Modelled on Arabic satellite network al Jazeera and led by Salim Amin, son of legendary Kenyan photojournalist Mo Amin, Africa TV aims to be an independent voice reporting on all events -- good and bad -- to the continent and the rest of the world.
"My vision is to give a more balanced view of Africa by Africans rather than by foreign correspondents," Amin told Reuters yesterday.
"The way the international 24-hour news machine works the big networks have a lot of other big stories that need to be covered and they can't devote the resources that I believe are necessary to cover Africa properly," he added.
Amin, in London to drum up interest and investment in the venture, noted that U.S. news network CNN and Britain's Sky Television had just one African bureau each while the BBC has four to cover the continent's 53 countries.
"With those few bureaux you can't really be everywhere, and what they do concentrate on is the big news stories and they are unfortunately usually the ones about war, famine, corruption and HIV," he added.
"We are not here to do PR for Africa.

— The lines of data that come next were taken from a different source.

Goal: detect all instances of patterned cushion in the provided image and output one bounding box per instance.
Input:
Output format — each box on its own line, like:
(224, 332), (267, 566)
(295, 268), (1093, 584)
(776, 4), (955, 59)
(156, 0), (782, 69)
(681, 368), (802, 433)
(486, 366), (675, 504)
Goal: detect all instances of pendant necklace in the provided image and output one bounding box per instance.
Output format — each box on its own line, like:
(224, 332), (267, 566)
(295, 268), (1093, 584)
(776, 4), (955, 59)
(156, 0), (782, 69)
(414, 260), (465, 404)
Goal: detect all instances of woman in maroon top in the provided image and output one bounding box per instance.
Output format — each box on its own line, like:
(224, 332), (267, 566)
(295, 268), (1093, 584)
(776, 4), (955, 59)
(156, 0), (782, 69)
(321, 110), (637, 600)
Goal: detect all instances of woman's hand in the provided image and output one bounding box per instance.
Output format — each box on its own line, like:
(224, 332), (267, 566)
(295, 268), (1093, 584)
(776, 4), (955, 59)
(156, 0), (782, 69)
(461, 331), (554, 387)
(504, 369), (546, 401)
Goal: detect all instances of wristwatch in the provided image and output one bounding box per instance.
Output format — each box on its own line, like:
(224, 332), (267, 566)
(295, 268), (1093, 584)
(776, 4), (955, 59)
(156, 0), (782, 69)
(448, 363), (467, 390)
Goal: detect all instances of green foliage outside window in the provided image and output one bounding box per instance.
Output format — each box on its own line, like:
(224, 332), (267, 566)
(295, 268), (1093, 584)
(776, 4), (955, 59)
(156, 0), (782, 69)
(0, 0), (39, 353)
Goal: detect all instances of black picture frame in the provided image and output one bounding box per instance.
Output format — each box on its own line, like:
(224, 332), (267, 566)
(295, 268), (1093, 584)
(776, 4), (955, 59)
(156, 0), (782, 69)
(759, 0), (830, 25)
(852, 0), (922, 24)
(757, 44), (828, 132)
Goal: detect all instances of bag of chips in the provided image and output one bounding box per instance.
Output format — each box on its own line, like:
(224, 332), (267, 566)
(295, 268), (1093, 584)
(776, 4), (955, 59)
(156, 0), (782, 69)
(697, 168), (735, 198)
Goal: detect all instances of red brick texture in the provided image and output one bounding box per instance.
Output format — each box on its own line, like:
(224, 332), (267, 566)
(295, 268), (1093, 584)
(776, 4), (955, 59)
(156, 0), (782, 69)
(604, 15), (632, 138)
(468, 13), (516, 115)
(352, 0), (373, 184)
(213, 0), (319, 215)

But we want to balance the hard news stories with stories about the successes on the continent -- the people, the fashion, the entertainment, the sport, the music," he added.
Amin pointed to the booming middle class eager for news about fellow Africans, and the large African diaspora anxious to keep track of news from home but offered scant means to do so.
The aim is to eventually have a small television crew in every African capital broadcasting in an array of the continent's multiplicity of languages.
But when the channel goes on air it will initially only be in English and French and is unlikely to cover more than half of Africa.
Amin acknowledged that others had tried and failed, but said that new technology from mobile phones to the Internet made it easier and cheaper to produce a service and avoid interference from governments known for their dislike of independent media.
"Through these means as well as standard television and radio we are hoping we can get the message out to the majority of people," he said.
"If we can at least make a little bit of a dent and get Africans talking to each other ... we can put pressure on governments to be accountable as al Jazeera has done," he added.
Hoping to raise initial capital of up to $35 million, ATV aims to be testing by the end of December this year and on air from March 6, 2007.
But in the meantime Amin and his team have to put together a watertight business plan.
"We are convinced this is feasible. But we need the business plan to prove it," he said. "We will be reporting without fear or favour. That is the goal and the vision. I don't know if it is possible, but I think it is.